Asymmetric switching behavior in perpendicularly magnetized spin-valve nanopillars due to the polarizer dipole field

TL;DR

This study investigates the asymmetric switching behavior in perpendicularly magnetized spin-valve nanopillars, attributing the asymmetry to the polarizer dipole field and exploring how device modifications can restore symmetry, impacting MRAM stability.

Contribution

The paper demonstrates that the polarizer dipole field causes asymmetry in switching energy barriers, and shows how device geometry can restore symmetry, affecting thermal stability in MRAM devices.

Findings

Switching field distributions are asymmetric with higher energy barriers for certain transitions.

The polarizer dipole field is responsible for symmetry breaking.

Removing the notch pair restores switching symmetry.

Abstract

We report the free layer switching field distributions of spin-valve nanopillars with perpendicular magnetization.

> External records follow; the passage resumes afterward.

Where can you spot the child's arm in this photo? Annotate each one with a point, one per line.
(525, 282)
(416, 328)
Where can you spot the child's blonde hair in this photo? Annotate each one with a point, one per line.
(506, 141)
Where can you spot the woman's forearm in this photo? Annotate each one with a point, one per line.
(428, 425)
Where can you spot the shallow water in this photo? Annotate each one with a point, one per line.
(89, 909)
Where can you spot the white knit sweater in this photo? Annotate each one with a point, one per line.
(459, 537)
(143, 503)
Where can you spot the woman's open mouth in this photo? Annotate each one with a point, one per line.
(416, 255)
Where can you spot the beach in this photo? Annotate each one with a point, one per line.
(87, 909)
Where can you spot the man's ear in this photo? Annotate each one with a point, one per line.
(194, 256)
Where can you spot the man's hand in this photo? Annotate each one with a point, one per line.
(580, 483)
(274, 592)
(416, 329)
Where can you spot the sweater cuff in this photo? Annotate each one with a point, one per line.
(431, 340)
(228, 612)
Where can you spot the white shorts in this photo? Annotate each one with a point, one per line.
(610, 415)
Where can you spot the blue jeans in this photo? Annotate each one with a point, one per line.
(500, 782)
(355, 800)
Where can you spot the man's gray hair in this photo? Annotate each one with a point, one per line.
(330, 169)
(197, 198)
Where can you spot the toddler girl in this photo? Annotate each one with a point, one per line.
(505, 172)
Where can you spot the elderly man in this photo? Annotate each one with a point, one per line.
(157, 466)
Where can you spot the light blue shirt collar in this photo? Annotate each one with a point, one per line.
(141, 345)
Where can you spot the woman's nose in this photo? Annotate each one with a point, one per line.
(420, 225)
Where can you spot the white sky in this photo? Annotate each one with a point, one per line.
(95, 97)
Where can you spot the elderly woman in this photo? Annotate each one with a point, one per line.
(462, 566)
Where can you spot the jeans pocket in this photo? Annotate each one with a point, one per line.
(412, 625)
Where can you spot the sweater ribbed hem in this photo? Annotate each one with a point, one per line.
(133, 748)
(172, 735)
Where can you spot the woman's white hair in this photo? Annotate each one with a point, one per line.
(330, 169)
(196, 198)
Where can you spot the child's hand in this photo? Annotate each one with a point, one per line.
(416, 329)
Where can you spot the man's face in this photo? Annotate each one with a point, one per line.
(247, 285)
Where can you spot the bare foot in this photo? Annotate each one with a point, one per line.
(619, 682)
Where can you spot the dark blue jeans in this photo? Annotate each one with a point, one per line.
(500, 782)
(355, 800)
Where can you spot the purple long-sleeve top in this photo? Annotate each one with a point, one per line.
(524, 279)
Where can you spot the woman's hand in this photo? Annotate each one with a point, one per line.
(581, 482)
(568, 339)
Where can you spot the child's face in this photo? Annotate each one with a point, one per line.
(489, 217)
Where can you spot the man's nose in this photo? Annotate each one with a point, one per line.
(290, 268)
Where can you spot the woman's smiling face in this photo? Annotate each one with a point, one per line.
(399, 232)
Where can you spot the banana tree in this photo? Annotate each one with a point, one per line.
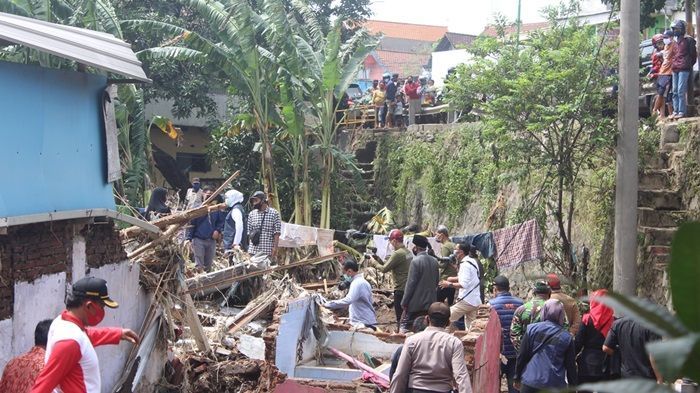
(239, 53)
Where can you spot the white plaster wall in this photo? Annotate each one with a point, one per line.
(79, 259)
(44, 298)
(5, 342)
(124, 288)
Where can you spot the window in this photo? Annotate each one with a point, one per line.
(192, 162)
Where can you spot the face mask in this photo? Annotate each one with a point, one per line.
(97, 316)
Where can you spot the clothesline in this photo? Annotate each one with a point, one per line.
(508, 246)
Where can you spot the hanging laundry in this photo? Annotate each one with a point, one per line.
(518, 244)
(483, 242)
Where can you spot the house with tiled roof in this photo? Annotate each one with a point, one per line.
(452, 41)
(404, 48)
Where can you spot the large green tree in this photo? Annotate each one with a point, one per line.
(543, 104)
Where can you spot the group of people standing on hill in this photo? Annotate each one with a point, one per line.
(391, 96)
(673, 58)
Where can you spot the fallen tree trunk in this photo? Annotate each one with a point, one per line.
(180, 218)
(231, 280)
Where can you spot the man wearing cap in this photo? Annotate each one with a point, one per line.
(468, 283)
(195, 195)
(573, 315)
(421, 285)
(431, 360)
(264, 226)
(358, 300)
(71, 361)
(203, 233)
(448, 264)
(505, 305)
(398, 264)
(529, 312)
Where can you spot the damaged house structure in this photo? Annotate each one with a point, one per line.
(57, 213)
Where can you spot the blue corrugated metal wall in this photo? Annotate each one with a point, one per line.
(52, 154)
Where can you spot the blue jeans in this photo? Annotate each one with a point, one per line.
(680, 91)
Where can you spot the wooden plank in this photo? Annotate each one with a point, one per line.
(192, 319)
(231, 280)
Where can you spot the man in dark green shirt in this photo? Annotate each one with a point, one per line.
(448, 267)
(398, 264)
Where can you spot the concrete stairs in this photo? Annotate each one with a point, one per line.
(660, 206)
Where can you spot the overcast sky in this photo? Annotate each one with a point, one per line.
(463, 16)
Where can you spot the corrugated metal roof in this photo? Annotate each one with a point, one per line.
(97, 49)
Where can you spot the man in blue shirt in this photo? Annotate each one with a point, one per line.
(358, 299)
(202, 234)
(505, 305)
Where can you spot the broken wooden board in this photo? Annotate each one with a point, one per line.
(232, 279)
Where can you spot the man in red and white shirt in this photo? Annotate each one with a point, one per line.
(71, 361)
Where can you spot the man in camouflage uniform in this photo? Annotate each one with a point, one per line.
(529, 312)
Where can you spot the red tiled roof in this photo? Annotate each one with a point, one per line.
(403, 63)
(512, 29)
(406, 30)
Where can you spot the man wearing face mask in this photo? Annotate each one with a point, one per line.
(264, 226)
(423, 277)
(235, 234)
(398, 264)
(195, 194)
(71, 361)
(684, 58)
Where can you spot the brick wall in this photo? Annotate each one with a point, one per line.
(102, 245)
(30, 251)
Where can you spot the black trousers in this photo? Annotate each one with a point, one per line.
(398, 297)
(446, 293)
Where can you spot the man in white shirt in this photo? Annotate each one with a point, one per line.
(194, 194)
(467, 281)
(358, 299)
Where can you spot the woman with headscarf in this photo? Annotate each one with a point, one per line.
(156, 205)
(590, 339)
(547, 354)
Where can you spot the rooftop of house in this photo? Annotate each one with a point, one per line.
(525, 28)
(408, 31)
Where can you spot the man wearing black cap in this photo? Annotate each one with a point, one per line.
(71, 360)
(505, 305)
(423, 277)
(432, 359)
(529, 312)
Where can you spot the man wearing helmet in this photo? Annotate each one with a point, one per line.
(398, 264)
(684, 58)
(264, 226)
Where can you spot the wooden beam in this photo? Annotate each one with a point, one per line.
(192, 319)
(233, 279)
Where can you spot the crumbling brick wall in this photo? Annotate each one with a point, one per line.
(102, 245)
(30, 251)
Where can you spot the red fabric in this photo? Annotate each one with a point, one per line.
(63, 367)
(21, 372)
(600, 314)
(517, 244)
(411, 90)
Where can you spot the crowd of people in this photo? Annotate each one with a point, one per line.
(392, 96)
(546, 343)
(673, 59)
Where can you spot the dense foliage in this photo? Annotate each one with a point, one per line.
(543, 104)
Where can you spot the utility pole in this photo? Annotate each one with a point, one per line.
(625, 263)
(518, 22)
(691, 28)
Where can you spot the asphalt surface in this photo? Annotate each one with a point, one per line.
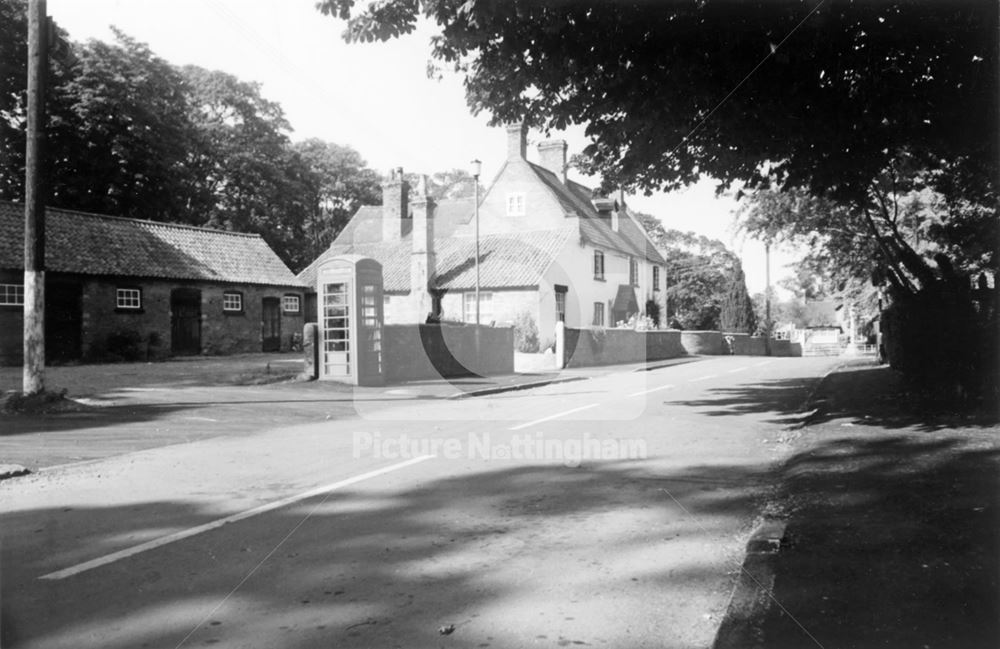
(612, 511)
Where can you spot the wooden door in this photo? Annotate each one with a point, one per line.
(271, 324)
(63, 321)
(185, 321)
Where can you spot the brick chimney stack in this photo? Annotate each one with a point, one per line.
(517, 141)
(553, 155)
(422, 257)
(395, 206)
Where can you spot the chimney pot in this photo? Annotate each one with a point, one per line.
(395, 206)
(517, 141)
(553, 155)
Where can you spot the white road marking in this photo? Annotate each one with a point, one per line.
(256, 511)
(662, 387)
(555, 416)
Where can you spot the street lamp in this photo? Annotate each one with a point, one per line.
(476, 167)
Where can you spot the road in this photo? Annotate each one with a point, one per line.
(609, 512)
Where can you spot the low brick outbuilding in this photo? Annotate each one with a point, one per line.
(137, 289)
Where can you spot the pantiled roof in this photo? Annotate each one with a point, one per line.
(575, 198)
(511, 260)
(366, 224)
(625, 299)
(93, 244)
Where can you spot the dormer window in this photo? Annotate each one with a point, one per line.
(515, 204)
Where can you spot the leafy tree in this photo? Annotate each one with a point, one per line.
(448, 185)
(128, 110)
(828, 92)
(339, 182)
(738, 310)
(827, 98)
(130, 134)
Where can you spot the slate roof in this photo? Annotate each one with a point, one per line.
(512, 260)
(95, 244)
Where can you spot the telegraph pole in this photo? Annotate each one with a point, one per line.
(34, 203)
(767, 297)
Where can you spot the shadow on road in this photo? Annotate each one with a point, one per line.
(892, 541)
(386, 569)
(866, 394)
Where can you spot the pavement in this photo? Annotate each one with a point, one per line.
(884, 528)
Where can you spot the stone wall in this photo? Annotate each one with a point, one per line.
(747, 345)
(586, 347)
(704, 343)
(413, 352)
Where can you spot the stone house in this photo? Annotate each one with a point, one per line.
(549, 247)
(156, 288)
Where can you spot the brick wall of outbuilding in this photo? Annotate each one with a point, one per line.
(221, 333)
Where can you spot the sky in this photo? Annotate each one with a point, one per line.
(376, 98)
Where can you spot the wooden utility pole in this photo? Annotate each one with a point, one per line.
(767, 297)
(34, 203)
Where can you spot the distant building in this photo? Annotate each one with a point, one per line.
(549, 247)
(164, 289)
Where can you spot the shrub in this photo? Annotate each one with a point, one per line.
(525, 333)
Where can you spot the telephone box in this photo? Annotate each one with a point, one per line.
(349, 289)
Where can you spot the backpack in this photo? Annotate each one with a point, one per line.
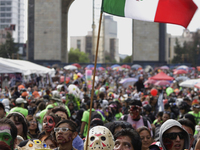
(143, 117)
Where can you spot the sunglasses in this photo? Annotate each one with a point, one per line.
(62, 129)
(174, 135)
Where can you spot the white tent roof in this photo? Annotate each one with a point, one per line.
(22, 66)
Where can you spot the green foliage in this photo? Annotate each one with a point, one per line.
(109, 59)
(127, 59)
(75, 56)
(189, 52)
(9, 47)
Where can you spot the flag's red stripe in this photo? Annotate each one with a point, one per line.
(175, 11)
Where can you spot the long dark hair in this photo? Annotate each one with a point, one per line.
(20, 118)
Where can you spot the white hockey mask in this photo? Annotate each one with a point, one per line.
(100, 138)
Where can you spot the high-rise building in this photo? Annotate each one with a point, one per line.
(108, 42)
(149, 43)
(47, 31)
(12, 14)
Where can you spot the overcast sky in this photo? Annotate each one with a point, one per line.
(80, 22)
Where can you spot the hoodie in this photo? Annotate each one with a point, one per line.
(169, 124)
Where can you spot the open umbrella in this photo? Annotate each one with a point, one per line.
(150, 82)
(70, 67)
(126, 66)
(189, 83)
(89, 67)
(162, 83)
(182, 78)
(77, 65)
(164, 67)
(116, 65)
(180, 72)
(197, 85)
(128, 81)
(100, 69)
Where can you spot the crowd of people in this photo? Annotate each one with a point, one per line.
(138, 116)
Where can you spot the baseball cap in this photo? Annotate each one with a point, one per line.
(2, 105)
(20, 100)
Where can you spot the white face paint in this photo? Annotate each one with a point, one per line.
(100, 138)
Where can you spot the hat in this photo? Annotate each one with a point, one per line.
(2, 106)
(195, 103)
(24, 94)
(20, 100)
(96, 121)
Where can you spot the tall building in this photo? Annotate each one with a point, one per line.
(108, 43)
(47, 31)
(187, 36)
(12, 13)
(148, 44)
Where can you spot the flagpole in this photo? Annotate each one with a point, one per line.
(95, 64)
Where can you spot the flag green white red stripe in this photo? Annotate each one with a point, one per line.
(165, 11)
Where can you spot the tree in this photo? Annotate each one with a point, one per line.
(178, 51)
(9, 47)
(127, 59)
(75, 56)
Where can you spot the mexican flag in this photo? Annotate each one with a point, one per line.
(164, 11)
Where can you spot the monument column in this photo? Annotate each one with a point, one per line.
(65, 4)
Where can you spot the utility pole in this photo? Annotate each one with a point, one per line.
(93, 34)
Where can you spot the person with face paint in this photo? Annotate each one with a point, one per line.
(49, 122)
(173, 136)
(127, 139)
(21, 123)
(8, 134)
(65, 133)
(134, 117)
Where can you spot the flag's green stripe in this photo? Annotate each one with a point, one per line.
(114, 7)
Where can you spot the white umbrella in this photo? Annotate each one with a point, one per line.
(189, 83)
(70, 67)
(182, 78)
(128, 81)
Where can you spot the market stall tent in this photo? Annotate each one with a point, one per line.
(162, 76)
(24, 67)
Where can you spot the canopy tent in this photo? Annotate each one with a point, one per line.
(162, 76)
(24, 67)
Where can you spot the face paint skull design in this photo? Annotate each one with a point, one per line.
(134, 111)
(6, 140)
(100, 137)
(48, 123)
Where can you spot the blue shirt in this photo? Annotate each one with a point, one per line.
(78, 143)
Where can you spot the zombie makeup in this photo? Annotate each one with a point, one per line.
(135, 111)
(122, 142)
(6, 140)
(100, 138)
(48, 123)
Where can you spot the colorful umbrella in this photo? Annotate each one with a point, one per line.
(164, 67)
(128, 81)
(162, 83)
(100, 69)
(189, 83)
(70, 67)
(116, 65)
(77, 65)
(197, 85)
(89, 67)
(150, 82)
(136, 67)
(180, 72)
(126, 66)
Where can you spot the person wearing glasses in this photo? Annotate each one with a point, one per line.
(64, 133)
(173, 136)
(190, 128)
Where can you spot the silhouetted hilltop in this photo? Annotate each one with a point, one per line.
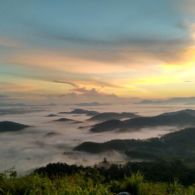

While the distributions are consistent with a thermal activation model, they show a strong asymmetry between the parallel to antiparallel and the reverse transition, with energy barriers more than 50% higher for the parallel to antiparallel transitions. The inhomogeneous dipolar field from the polarizer is demonstrated to be at the origin of this symmetry breaking. Interestingly, the symmetry is restored for devices with a lithographically defined notch pair removed from the midpoint of the pillar cross-section along the ellipse long axis. These results have important implications for the thermal stability of perpendicular magnetized MRAM bit cells.